Ten sam odwieczny Ojciec, który troszczy się o ciebie dzisiaj,
będzie opiekował się tobą jutro i każdego kolejnego dnia.
Albo uchroni cię przed cierpieniem
albo da ci niezawodną siłę do jego zniesienia.

Wycisz się
i odsuń od siebie wszelkie niespokojne myśli i wyobrażenia.

2023-11-15: Ikony

Zawiesiliśmy ostatnio dwie ikony w domu. Pierwszą, ikonę Świętej Rodziny, kupiliśmy na trzecią rocznicę ślubu. Zawiesiliśmy ją w kuchni, bo tam spędzamy najwięcej czasu.
Drugą dostałem kiedyś od znajomej. Do dzisiaj stała u nas w sypialni, ale chciałem, żeby wisiała w korytarzu. Chciałbym mieć jakiś obraz w każdym pokoju. Pomagają pamiętać o pomocy i opiece Boga i Maryi. Z tego samego powodu zacząłem ostatnio nosić Cudowny Medalik.

2023-11-10: Czteroosobowy grobbing.

W tym roku po grobach jeździmy już całą czwórką. Na dwie tury, żeby nie marnować całego dnia na stanie we wszystkoświętowych korkach.

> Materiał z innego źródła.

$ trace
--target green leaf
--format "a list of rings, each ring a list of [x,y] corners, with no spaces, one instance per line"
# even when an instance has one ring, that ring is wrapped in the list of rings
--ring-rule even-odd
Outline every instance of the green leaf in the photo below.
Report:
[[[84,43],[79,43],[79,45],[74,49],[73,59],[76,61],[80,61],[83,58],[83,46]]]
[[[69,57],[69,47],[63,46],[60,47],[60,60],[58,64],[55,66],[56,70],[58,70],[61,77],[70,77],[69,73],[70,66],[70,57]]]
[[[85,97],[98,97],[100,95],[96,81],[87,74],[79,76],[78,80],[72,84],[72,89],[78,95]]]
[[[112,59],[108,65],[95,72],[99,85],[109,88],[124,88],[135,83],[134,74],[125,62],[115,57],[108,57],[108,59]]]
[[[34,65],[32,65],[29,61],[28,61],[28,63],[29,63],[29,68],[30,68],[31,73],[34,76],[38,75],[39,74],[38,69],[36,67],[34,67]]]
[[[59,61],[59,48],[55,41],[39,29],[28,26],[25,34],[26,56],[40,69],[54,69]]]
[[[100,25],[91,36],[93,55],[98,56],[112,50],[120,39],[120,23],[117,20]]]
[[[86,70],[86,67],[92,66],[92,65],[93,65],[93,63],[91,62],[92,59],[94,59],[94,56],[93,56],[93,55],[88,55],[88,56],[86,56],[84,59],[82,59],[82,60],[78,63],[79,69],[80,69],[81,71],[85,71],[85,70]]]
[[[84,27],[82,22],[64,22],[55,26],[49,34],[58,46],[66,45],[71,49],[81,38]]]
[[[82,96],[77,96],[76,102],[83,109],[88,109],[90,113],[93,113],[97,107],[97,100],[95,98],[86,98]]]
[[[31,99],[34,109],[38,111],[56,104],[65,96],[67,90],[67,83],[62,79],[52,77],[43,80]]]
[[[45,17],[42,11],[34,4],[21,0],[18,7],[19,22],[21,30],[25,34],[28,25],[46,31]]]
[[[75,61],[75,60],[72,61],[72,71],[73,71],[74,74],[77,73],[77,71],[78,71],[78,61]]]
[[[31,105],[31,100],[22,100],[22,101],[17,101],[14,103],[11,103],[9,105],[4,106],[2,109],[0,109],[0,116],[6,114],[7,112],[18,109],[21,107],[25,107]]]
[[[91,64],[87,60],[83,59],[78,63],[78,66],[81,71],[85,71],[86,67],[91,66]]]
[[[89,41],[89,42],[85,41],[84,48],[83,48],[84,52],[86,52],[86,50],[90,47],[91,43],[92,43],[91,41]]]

Cieszę się, że możemy na te kilka cmentarzy pojechać całą rodziną. Młoda pomagała mi zapalać znicze i modliła się z nami, a ja opowiadałem jej, do kogo tutaj przyszliśmy. Myślę, że to też ważne dla moich rodziców i dziadków — że sami jeździmy na groby naszych krewnych i że pokazujemy je naszym dzieciom.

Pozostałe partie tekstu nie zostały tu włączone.